鈴木春香展 Songs of the UNIVERSE

鈴木春香《pneuma》マットサンダース、2011年
ギャラリー時折
2011年10月12日~23日
TEXT:伊藤寿

一歩ギャラリーに足を踏み入れると白を基調にした壁面の空間に作品が立ち並び、わずかな緊張と、何かが潜んでいるような静寂さに五感が研ぎ澄まされる。

〈paper relief〉シリーズと名付けられた作品に向かい合うと、作品表面の緻密さ、そして画面を表出するために作家が費やしたであろう膨大な手間に気づき、息を呑むと同時に、先に感じた緊張感の原因に思い当たる。構成された形状は全て手作業によって生み出され、ミリ単位の線分がひしめき合って生まれる静かな息遣いを感じたからだ。

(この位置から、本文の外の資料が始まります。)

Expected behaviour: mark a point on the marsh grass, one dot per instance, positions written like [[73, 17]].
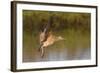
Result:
[[73, 43]]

花や大地、星など、生命や物質が複雑に関わり合う宇宙をテーマとして制作された今回の作品は、紙という繊細な素材が用いられている。制作プロセスとしては一枚の紙を三角形に1つずつ切り抜き続け、その反復により部分を、そして全体を形成するというとてもシンプルなものである。しかし複数枚の紙をレイヤー上に重ねていることも相まって、あまりにも微細かつ複雑な構造を持った形式となっている。

鈴木は「絵画と言うには立体的、立体(彫刻)作品というには絵画的という思いから、紙でできた半立体的になっている絵」とし「paper relief」という表現を用い、自身の作品を説明している。

一つの点の中に、物質、生命の輝きを見出し、そして一本の線の中にそれらの複雑な繋がりを見出すという姿勢は、アート作品が存立する上では、それ自体が非常にシンプルかつ重要な思想であり、哲学である。また、それが故にメディアを通じて様々な表現を消費し続けている私達には、その力の純粋さ、そしてその強さに無自覚となってはいないだろうか。作品は一つのジャンルに回収されない柔軟さを持ちながらも、立ち現れた構造自体で観る者にテーマを掴み取らせる深さを持っている。展示作品の一つである ”pneuma” はギリシャ語で「風」を意味し、転じて「聖霊」「精気」を表す。そして「息吹」を語源としている。各作品のタイトルからも作品の意味を表層だけに留まらせない趣向が伺える。

時代が錯綜し、新たな価値やそれに伴う表現が次々と生まれていくと共に、アートを生み出す側も、鑑賞する側も幾度となく価値形成の変容に迫られる。現代は、多様化する価値の変化に適応し続けることと、流行を消費し続けることが同義になりつつある矛盾、危うさを孕んでいる。しかし、鈴木の作品は観るものを受容する繊細さを持ちながら、その根底には時代の潮流に揺らぐことがない、極めて静謐で強力な構造を持っている。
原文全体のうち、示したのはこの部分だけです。